Oh, Chancery. I never knew ye!


Emotional Equilibrium

I currently have two positions about the human condition. The first is the tension we all have between being a part of the group and being apart from the group.

The second one has to do with our ability to normalize. Flowers and TM2000 and I have discussed this at length (actually, over email, as is our INTJ wont) and I really think it's true: people get used to things.

Lose your arm? That sucks, it really does, but eventually you'll get over it and be pretty much where you were emotionally before the accident/donation.

Win the lottery?

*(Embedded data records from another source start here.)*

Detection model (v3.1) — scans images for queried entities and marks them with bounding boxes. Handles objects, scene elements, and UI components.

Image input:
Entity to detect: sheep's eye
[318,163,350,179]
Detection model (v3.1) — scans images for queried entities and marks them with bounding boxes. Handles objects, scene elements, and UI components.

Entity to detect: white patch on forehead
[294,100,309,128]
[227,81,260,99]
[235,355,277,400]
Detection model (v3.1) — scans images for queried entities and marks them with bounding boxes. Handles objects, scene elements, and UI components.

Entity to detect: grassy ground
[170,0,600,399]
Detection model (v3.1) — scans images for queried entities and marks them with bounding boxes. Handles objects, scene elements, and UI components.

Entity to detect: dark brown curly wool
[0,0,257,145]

Badass, but with enough time you can be less happy than before (see: Hurley on Lost, because I'm pretty sure that it's based on a true story (except the sharks with the logos on them... give me a break!)

So I believe that the human brain has evolved to being SLIGHTLY dissatisfied. The people who got fat and happy tended to achieve less because of their happiness (including, but not limited to, achieving fewer babies and/or weapons to kill other peoples' babies). The people who gave up when the going got rough tended to be unproductive and their genes died.

Whatever. I think we all have the capacity to overcome bad things in our life... but also have the capacity (and tendency) to cause ourselves grief. We cause drama or second-guess or become bored by things.

I thought of this during my visit. It was so good, objectively. Fantastic food, lovely people that I care for deeply all around me. A night of karaoke and some interesting conversations with people who weren't even in Wisconsin spiced things up.

And yet I had feelings of stress. Of boredom. Of restlessness.

Hopefully these feelings weren't altogether obvious to my family; I really enjoyed my time with them and was sad to go, and I miss them tremendously already. But I'll probably get over it soon enough, right? Damn you, blessed human condition!